ICMP drops when RTT changes

Hi community,

I'm running OpenWRT 23.05.0 on a Banana BPI-R3.

My WAN connection is FTTH GPON 2,5Gbits/s and my Banana is connected to an ONT via a 2,5 Gbits RJ45 SFP adapter.

I occasionally notice that my connection becomes unresponsive (e.g., webcalls become mute for a few seconds) and the PPPoE connection to my ISP remains UP during these events.

To monitor this situation I enabled the collectd ping plugin by constantly monitoring reachability to 8.8.8.8 and 1.1.1.1

After a few days of data collection, I noticed that occasional ICMP drops occur simultaneously on both targets. Since both targets are affected in the same time, I have to trace the problem back to the connection itself and not to one of the targets.

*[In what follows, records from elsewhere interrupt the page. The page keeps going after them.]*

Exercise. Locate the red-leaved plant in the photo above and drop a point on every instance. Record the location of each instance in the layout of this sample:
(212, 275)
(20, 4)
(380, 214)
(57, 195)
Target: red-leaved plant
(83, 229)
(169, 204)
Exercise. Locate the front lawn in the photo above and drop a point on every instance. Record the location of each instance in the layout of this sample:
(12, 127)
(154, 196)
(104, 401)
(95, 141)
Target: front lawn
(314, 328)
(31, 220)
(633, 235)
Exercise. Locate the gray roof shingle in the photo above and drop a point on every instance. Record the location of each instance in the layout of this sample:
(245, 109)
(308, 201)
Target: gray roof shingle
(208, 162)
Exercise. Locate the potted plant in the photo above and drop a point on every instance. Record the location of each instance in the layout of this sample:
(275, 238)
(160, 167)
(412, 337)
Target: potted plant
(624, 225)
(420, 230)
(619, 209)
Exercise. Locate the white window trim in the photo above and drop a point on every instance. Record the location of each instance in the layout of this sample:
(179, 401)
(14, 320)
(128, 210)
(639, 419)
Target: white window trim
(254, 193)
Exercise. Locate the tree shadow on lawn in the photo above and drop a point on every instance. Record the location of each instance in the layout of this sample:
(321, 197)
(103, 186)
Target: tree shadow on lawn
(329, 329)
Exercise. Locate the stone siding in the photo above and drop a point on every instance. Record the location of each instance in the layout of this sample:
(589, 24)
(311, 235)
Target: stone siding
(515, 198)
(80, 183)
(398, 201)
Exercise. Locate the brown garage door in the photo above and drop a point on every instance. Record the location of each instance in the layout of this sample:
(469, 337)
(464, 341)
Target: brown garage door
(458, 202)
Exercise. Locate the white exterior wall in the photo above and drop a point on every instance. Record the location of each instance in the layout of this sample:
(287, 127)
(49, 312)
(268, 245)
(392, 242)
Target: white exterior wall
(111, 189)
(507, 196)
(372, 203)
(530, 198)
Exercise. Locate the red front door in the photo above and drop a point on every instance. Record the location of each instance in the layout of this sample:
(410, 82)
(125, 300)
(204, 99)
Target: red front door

This is the graph for the last 24 hours.

I have noticed that most of the time, the drops correspond to a change in RTT for both targets. The difference in RRT is clearly visible and the same for both targets, so I have to think that something changes for the whole Internet connection.

I am trying to troubleshoot this problem, but I don't know how I can tell if the problem is my ISP or my router.

There is nothing notable on the logs during these events.

The CPU and memory usage is very low.

Temperatures are stable.

It seems there is no transmit errors on interfaces. Really, I don't know how to look for that on OpenWRT, but no errors are reported on the ONT web management interface.

PON RX power seems good (-15.99 dBm).

Do you have any advice for me?

Thanks.

Use mtr on your router to figure out the first ip address outside your router. Then set up an icmp probe to that address and check whether that shows the same drops....

Thank you @moeller0 for your advice.

I added an ICMP probe to my default gateway, but I get the same result as the other IPs. Same drops and same difference in RTT.

These are last 24 hours (DG public IP hidden for privacy).

This time I noticed that the failed probes to Google are less than the failed probes to the default gateway and Cloudflare. I have never seen any difference between the results, so I assume that this difference is not actually due to a lack of connectivity but a random occurrence.

So the backbone of my ISP seems to be excluded. I think I need to restrict the analysis to either my router or the L2 transport in the GPON infrastructure.

I am thinking of connecting the built-in 1Gbit/s interface instead of the SFP transceiver for a few days to rule out problems on the latter.

If even that doesn't change anything, I wouldn't know what else to do.

Further advices are welcome.

Update:

I tried to connect the built-in 1Gb interface instead of the 2.5G SFP and nothing changed.